The Second Lebanon War, with its rockets raining down on the north and the city of Haifa, and the continued rocket fire at Sderot and the city of Ashkelon, helped to finally burst the hopes of those who thought the disengagement would bring peace. Only the most die-hard left wingers clung to the idea that it had accomplished anything.
This is why, when the IDF went into Gaza to fight Hamas, it was with unprecedented public support. This in turn explains why the Goldstone report was so bitter a pill to swallow – even for cynical Israelis who are used to the world’s unfair condemnation. It also explains how the organization Im Tirzu came to touch a raw nerve in Israeli society.
Probably one of the most difficult places to be an open pro-Zionist is on the college campus – and it is doubly sad that this applies to the Israeli college campus also.
This is why Im Tirzu is so important. Just a short quote from their website:
“We believe the younger generation, and especially the university student population, holds the key to the future of the Jewish people and the State of Israel and that it is the duty and responsibility of this population to lead Israeli society. Regrettably, in recent years, anti-Zionist trends have been proliferating at Israeli universities, which have gradually displaced, marginalized and excluded the Zionist discourse, preventing Zionists from making their voices heard. Since December 2006, Im Tirtzu has been the only movement that has provided a response to the spread of post-Zionist and anti-Zionist currents among the faculty and student body in Israeli universities.”
Im Tirzu became a household term in Israel early last year when they investigated the NIF (New Israel Fund) and found that they were responsible for the bulk of the testimonies against the IDF in the Goldstone report. People were infuriated that the IDF soldiers who risked their lives to fight the terrorists were betrayed by other Israelis, who, in turn, were funded by foreigners. This created a storm of publicity, and some members of Knesset called for an investigation into the funding of left-wing NGO’s, specifically focussing on the participation of foreign governments.

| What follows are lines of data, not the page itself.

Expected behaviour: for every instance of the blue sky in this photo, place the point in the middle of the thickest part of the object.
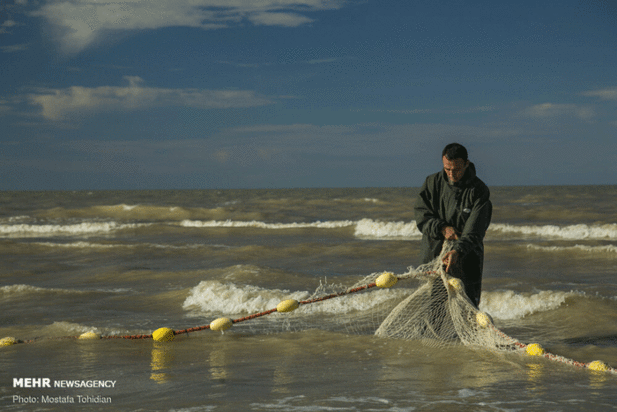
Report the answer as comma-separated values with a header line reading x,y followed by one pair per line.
x,y
200,94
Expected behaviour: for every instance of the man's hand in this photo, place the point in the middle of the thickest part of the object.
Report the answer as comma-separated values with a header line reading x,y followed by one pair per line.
x,y
450,259
449,233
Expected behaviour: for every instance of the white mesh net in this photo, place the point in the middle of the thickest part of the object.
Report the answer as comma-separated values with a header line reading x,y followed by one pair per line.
x,y
437,312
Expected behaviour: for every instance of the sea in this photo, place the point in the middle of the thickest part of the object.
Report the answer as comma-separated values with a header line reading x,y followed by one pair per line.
x,y
125,263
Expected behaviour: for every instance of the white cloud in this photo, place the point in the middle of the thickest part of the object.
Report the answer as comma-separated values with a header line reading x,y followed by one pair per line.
x,y
604,94
14,48
79,23
279,19
550,110
57,104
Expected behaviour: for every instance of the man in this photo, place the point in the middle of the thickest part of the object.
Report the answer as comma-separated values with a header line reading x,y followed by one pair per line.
x,y
454,205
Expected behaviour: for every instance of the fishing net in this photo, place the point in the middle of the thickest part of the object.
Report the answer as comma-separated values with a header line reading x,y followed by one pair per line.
x,y
426,304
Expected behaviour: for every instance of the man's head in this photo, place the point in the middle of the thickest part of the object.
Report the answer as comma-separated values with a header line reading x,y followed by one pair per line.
x,y
455,161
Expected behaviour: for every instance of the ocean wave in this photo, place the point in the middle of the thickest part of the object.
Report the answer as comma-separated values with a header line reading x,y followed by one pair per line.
x,y
264,225
509,305
576,248
29,290
225,298
570,232
377,229
23,290
90,245
230,298
84,228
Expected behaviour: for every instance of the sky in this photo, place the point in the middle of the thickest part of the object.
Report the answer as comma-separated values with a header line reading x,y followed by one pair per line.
x,y
217,94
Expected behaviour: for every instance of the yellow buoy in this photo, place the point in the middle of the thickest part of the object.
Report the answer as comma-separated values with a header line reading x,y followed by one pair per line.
x,y
386,280
598,366
163,335
287,305
8,341
534,349
455,284
221,324
484,319
89,335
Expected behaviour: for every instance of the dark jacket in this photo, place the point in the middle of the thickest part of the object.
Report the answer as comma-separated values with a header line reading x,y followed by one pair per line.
x,y
466,206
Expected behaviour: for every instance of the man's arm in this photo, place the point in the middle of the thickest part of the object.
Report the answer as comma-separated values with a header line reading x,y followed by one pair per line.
x,y
427,218
479,219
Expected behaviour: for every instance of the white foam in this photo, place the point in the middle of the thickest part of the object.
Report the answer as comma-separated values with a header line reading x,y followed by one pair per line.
x,y
511,305
229,298
84,228
264,225
377,229
572,232
580,248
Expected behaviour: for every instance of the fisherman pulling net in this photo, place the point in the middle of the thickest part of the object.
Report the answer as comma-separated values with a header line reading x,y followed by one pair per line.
x,y
438,313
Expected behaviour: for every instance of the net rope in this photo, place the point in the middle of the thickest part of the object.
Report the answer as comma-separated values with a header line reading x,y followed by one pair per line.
x,y
437,313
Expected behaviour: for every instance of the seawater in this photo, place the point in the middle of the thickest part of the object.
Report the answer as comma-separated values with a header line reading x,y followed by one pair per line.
x,y
129,262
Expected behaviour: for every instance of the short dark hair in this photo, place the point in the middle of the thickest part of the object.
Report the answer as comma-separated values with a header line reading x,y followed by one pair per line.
x,y
454,151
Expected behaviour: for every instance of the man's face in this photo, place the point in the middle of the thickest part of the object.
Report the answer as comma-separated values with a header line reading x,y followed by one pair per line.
x,y
455,169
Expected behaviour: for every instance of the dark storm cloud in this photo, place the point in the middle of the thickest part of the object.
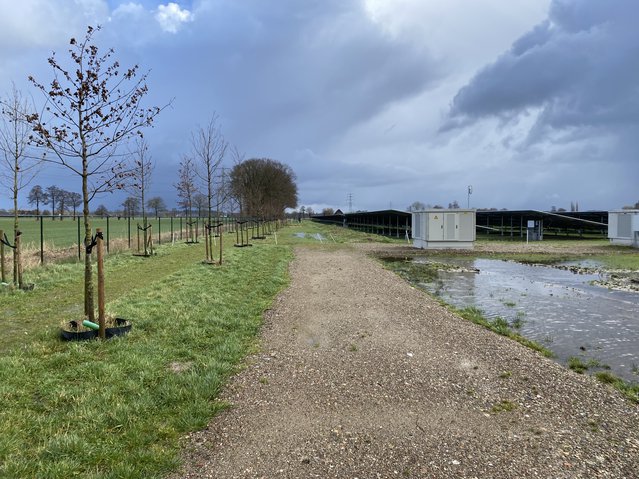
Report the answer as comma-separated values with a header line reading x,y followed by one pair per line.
x,y
579,67
288,72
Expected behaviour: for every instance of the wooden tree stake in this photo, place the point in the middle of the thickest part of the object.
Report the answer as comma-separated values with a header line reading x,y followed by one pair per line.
x,y
101,319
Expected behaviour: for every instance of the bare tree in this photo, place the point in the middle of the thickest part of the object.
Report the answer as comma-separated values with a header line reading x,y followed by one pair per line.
x,y
265,187
101,211
141,177
156,204
209,148
53,196
75,199
130,206
19,168
91,107
37,195
200,202
186,190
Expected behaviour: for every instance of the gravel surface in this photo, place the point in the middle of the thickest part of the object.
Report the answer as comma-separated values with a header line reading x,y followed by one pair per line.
x,y
361,375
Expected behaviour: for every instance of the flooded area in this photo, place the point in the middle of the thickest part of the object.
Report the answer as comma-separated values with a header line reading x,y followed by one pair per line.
x,y
316,236
557,308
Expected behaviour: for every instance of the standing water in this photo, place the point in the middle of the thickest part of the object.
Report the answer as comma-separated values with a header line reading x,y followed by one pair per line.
x,y
556,308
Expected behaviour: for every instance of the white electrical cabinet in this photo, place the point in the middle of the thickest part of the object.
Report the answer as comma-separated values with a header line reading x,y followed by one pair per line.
x,y
623,227
439,228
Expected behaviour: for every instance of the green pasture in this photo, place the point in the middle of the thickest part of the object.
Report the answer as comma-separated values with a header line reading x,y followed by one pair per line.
x,y
58,234
118,408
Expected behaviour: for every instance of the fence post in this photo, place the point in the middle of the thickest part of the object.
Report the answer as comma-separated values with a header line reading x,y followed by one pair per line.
x,y
101,321
2,272
79,253
41,240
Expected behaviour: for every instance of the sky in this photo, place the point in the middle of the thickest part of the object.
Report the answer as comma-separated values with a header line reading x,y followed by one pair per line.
x,y
533,103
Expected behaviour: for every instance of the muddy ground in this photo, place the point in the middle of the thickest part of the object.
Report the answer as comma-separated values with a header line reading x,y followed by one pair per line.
x,y
360,375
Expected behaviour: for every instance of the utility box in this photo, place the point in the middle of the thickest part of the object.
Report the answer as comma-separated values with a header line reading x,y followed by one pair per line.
x,y
439,229
623,227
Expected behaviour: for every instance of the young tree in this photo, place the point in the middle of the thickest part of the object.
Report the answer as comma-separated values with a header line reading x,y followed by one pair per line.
x,y
53,196
141,177
209,148
63,198
20,168
156,204
37,196
92,106
186,190
75,200
101,211
200,202
130,206
265,187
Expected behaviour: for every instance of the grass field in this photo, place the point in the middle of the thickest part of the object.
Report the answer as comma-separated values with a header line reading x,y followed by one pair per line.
x,y
64,233
117,409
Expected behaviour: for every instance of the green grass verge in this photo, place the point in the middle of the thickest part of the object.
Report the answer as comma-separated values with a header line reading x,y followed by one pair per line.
x,y
501,327
628,389
117,409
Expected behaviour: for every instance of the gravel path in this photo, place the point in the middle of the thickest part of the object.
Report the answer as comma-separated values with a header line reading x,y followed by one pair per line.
x,y
362,376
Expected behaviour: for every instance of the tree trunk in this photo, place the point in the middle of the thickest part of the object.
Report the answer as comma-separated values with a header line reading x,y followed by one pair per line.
x,y
17,270
88,270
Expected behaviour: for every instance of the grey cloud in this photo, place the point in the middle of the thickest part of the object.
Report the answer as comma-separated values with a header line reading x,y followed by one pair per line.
x,y
579,67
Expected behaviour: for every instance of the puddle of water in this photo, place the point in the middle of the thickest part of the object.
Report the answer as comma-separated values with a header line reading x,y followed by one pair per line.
x,y
316,236
557,308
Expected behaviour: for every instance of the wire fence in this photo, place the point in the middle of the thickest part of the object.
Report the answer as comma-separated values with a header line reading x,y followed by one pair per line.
x,y
46,239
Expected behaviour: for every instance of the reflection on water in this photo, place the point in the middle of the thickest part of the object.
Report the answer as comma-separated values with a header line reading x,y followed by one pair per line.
x,y
558,309
316,236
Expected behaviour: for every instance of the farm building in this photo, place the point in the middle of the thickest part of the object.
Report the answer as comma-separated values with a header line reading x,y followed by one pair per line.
x,y
437,228
623,227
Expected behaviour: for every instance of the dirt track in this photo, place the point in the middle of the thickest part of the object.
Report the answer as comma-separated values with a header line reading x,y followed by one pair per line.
x,y
361,375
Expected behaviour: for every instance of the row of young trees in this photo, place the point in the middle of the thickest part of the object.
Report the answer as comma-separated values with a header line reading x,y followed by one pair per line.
x,y
92,109
61,200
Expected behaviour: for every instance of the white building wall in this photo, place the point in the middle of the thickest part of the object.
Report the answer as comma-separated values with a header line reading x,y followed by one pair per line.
x,y
623,227
439,228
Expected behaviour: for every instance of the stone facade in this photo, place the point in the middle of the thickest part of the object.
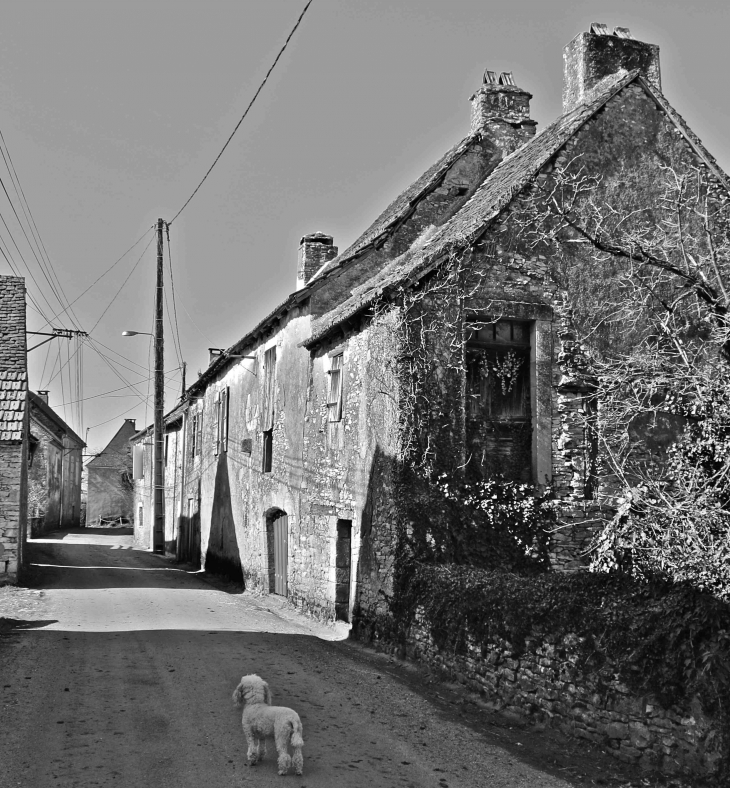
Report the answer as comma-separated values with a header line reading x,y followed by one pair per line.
x,y
13,428
54,469
545,683
260,437
110,490
290,471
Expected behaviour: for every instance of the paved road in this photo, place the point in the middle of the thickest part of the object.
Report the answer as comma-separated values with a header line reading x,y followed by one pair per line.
x,y
119,672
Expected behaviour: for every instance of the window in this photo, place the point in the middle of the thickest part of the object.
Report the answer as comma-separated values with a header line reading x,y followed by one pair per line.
x,y
267,409
221,418
498,372
334,395
267,450
196,434
498,408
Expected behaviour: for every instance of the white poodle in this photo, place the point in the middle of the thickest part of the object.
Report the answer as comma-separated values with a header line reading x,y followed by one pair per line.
x,y
260,719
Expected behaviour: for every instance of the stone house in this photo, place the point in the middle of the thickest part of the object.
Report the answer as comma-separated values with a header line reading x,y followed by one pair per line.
x,y
54,468
290,447
13,427
109,479
179,538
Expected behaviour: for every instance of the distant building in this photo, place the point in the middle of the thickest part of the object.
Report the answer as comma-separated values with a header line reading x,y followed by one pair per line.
x,y
440,330
13,426
110,494
54,469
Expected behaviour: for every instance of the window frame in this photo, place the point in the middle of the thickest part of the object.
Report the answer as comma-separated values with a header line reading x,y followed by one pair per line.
x,y
335,387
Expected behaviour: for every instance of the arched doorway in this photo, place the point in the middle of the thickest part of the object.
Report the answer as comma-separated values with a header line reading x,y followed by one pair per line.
x,y
277,539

Just this past week the Knesset voted to establish a committee to investigate this funding.
Im Tirzu is also famous for its report about bias on campus – and the Ben Gurion University in particular. Just this week BGU announced that they will be changing their ethics code so that teachers are now asked not to use the University’s name when they speak at political rallies, and are asked to refrain from expressing their political opinions in class. It is amazing what pushing back can accomplish.
What is telling about Im Tirzu and the political groups that are voicing their opposition to these left-wing groups, is that the leadership is (outwardly) secular. Most of Israeli society is pro-Zionist – but many are cowed by the dominant voice of the liberal left from expressing their Zionism. In the past they would be afraid to be associated with the “face of pro-Zionism” – the knitted kipa and beard of the national religious segment of Israeli society. Now a pro-Zionist can be clean shaven, bareheaded, and young – so the stigma has started to fall away. Being openly patriotic is no longer “fringe” – it is mainstream, as it should be.